In Authors Guild v. Google, Inc., (the Google Books case), Google was found not to infringe based on a ruling that the scanning of physical, copyright-protected books to generate a searchable database used to search the content of the books was fair use. In that case, Google did not output new books, but rather just snippets of the book as part of the search results. The court found that this was transformative (creating the searchable database) and did not adversely impact the market for books. In fact, the court noted that this likely helps the market by making it easier for people to find relevant books.

In another recent case, the Southern District of New York recently ruled on summary judgement that creating an eBook from a physical book is a transformation but not the kind of transformative purpose that favors a fair use finding.

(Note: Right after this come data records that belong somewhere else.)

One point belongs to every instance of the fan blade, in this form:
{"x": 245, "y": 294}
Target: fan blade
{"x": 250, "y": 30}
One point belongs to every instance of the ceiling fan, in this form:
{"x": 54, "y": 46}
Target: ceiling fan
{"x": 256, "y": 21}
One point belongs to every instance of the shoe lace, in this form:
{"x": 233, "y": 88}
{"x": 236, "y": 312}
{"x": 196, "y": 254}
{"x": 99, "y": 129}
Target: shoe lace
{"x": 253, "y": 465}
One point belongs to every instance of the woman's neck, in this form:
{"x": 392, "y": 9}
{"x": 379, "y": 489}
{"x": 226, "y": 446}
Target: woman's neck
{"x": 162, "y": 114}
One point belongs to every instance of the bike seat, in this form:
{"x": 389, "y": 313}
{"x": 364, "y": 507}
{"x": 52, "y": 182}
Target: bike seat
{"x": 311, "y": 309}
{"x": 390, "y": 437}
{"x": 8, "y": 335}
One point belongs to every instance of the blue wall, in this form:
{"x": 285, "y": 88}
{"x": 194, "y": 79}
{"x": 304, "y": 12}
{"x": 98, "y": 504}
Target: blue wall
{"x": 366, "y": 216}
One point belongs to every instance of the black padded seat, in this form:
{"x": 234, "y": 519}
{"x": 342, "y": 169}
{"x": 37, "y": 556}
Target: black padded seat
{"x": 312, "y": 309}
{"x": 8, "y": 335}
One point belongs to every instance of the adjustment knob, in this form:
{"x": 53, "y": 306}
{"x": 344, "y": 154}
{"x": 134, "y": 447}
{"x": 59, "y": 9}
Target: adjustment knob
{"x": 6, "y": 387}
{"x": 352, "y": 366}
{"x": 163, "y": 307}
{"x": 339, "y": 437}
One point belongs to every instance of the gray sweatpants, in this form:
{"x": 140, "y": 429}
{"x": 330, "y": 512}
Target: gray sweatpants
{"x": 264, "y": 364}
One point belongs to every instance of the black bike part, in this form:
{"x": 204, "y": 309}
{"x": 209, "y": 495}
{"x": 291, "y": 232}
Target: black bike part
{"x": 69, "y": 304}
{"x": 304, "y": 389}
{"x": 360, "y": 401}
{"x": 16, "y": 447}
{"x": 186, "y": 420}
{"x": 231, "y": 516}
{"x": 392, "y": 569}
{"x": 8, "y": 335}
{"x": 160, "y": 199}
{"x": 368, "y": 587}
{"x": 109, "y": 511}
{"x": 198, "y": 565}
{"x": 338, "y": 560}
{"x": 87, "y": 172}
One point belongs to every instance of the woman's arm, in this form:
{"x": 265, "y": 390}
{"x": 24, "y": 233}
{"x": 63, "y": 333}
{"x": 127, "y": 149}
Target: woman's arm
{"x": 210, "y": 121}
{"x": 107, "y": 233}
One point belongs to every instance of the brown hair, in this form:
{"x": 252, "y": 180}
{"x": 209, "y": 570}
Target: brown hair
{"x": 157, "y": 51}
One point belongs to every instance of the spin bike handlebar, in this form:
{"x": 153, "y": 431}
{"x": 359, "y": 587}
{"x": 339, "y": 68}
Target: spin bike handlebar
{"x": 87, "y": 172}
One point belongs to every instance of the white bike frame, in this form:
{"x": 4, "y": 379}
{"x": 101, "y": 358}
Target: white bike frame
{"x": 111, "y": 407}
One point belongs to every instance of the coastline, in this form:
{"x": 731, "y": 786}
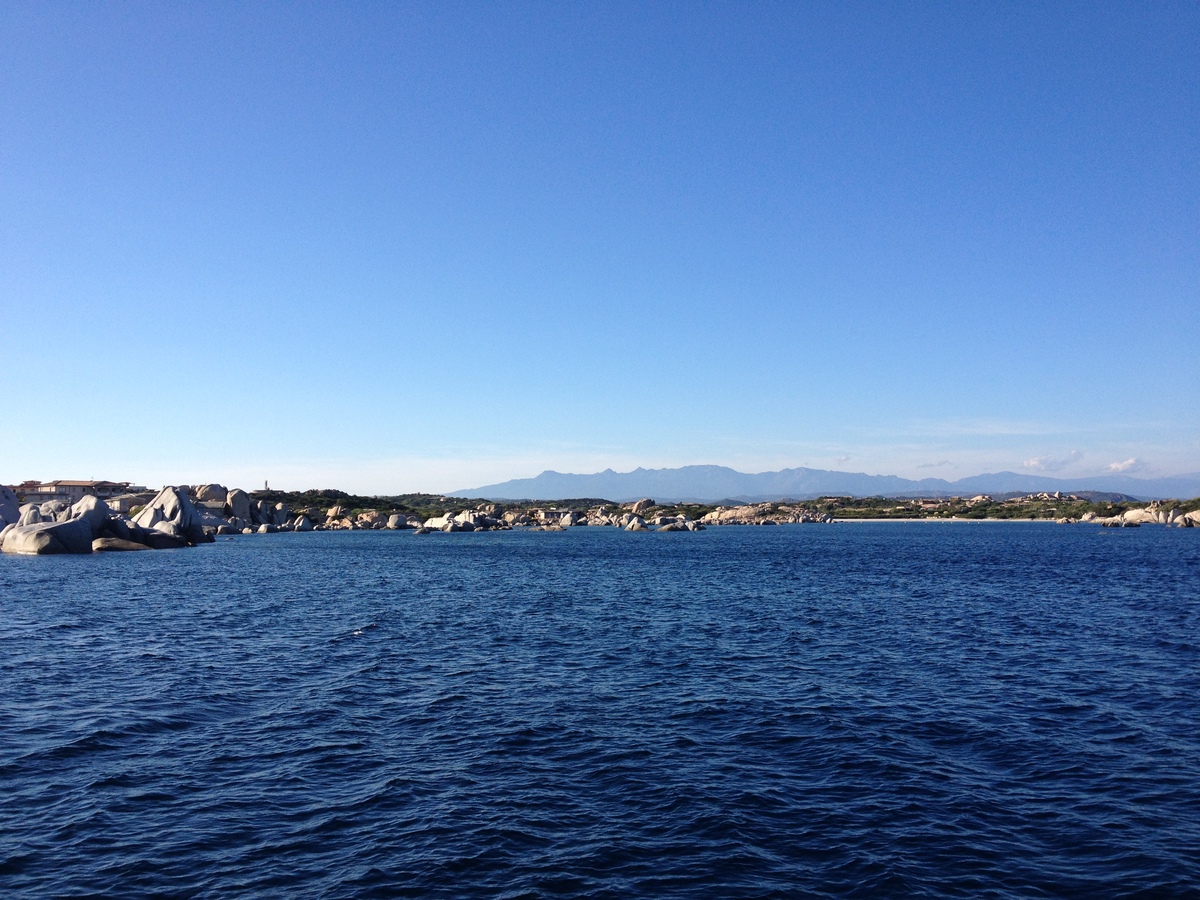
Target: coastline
{"x": 184, "y": 515}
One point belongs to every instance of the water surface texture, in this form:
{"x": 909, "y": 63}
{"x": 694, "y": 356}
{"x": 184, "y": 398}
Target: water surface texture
{"x": 855, "y": 709}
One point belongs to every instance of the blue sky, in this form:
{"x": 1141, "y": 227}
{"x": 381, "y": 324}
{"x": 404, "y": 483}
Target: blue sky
{"x": 396, "y": 247}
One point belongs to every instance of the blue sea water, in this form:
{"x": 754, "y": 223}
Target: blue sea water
{"x": 994, "y": 709}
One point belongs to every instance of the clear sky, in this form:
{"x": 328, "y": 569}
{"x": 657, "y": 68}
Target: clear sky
{"x": 425, "y": 246}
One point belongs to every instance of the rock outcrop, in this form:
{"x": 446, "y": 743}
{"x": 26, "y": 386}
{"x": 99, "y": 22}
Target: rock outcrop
{"x": 172, "y": 513}
{"x": 10, "y": 508}
{"x": 83, "y": 523}
{"x": 238, "y": 504}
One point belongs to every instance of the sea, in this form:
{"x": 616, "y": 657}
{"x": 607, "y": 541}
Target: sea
{"x": 858, "y": 709}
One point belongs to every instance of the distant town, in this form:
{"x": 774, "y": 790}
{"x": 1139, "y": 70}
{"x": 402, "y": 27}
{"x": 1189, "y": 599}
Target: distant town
{"x": 66, "y": 516}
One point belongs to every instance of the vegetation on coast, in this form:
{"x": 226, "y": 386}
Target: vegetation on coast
{"x": 1026, "y": 507}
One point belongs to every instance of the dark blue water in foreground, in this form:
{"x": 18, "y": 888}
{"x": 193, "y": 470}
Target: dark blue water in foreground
{"x": 869, "y": 709}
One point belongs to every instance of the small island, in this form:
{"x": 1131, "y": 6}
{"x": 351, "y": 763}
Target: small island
{"x": 84, "y": 517}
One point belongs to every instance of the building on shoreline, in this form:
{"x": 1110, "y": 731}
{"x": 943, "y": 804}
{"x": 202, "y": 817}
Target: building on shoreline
{"x": 72, "y": 491}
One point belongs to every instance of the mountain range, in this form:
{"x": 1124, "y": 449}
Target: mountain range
{"x": 712, "y": 484}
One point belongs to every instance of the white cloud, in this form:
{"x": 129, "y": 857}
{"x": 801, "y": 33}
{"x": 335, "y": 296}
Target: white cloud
{"x": 1050, "y": 463}
{"x": 1132, "y": 465}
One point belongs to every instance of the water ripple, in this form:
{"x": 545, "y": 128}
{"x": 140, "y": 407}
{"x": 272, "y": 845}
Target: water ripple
{"x": 857, "y": 711}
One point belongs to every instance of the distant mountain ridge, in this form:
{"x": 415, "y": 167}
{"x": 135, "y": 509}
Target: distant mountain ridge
{"x": 711, "y": 484}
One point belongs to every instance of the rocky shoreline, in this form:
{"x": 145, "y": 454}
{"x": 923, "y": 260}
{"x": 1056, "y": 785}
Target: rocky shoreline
{"x": 180, "y": 516}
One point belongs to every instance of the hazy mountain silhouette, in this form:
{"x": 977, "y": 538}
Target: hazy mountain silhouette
{"x": 711, "y": 484}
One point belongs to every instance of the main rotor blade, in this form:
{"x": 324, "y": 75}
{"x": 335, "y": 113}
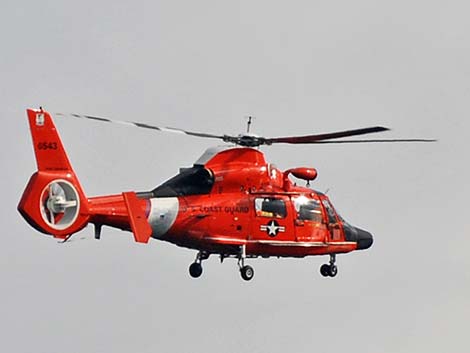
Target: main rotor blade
{"x": 327, "y": 136}
{"x": 375, "y": 141}
{"x": 144, "y": 126}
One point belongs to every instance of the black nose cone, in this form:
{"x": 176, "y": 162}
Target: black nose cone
{"x": 363, "y": 238}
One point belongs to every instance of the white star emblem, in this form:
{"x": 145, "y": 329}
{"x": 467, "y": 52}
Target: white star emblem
{"x": 272, "y": 228}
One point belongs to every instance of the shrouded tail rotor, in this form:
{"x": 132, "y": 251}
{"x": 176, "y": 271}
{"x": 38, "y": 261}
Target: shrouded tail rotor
{"x": 53, "y": 201}
{"x": 60, "y": 204}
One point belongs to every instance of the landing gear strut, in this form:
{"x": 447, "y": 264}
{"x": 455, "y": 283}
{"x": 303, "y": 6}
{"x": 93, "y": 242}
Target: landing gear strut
{"x": 195, "y": 269}
{"x": 246, "y": 271}
{"x": 329, "y": 270}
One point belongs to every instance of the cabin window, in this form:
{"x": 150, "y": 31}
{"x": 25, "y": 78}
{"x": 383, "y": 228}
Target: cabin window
{"x": 190, "y": 181}
{"x": 330, "y": 211}
{"x": 308, "y": 209}
{"x": 270, "y": 207}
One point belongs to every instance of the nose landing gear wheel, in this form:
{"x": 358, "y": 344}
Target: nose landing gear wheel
{"x": 329, "y": 270}
{"x": 247, "y": 272}
{"x": 325, "y": 270}
{"x": 195, "y": 270}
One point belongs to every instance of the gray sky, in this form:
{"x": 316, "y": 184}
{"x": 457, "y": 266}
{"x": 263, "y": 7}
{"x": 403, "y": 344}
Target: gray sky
{"x": 299, "y": 67}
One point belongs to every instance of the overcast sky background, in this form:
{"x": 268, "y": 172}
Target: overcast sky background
{"x": 300, "y": 67}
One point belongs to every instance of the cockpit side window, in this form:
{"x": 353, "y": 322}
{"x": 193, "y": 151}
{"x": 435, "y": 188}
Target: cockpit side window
{"x": 270, "y": 207}
{"x": 308, "y": 209}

It noted that an eBook recast from a print book is a paradigmatic example of a derivative work and the changes involved in preparing a derivative work can be described as transformations. However, it clarified that a transformative use “adds something new, with a further purpose or different character, altering the first with new expression, meaning, or message, rather than merely superseding the original work.” It also added that a secondary use also may be transformative if it expands the utility of the original work. Finally, it said that although transformative use is not absolutely necessary for a finding of fair use, transformative works lie at the heart of the fair use doctrine, and a use of copyrighted material that merely repackages or republishes the original is unlikely to be deemed a fair use. The court distinguished the Google Books case and Authors Guild, Inc. v. HathiTrust (which had similar facts as Google), noting that in both cases the scanning created a searchable database but did not output a copy of the books.

In light of these cases, does the use of copyright-protected images or other content to train generative AI (GAI) models that are used to produce new images (or other content) constitute fair use? Each case will be fact dependent. In some cases, the GAI use is like the Google Books case in that (with some exceptions) most GAI tools abstract information about the images to train models and then generate and output new images in response to user prompts. They do not just store the image and output another version of the image. Abstracting data about the images is arguably at least analogous to creating the searchable database as in Google. However, the output of the GAI is a new image (albeit typically not a copy of the scanned image(s)). In this regard, it is at least partially distinguishable from Google. While it is potentially something new (a new image) but this new image arguably does not add a further purpose or character. And the image may impact the market for images. But because the output is not typically a copy of the scanned image(s), it is not merely reproducing a copy either. It will be interesting to see how the courts decide this issue. With several lawsuits pending, we may get an answer sometime soon.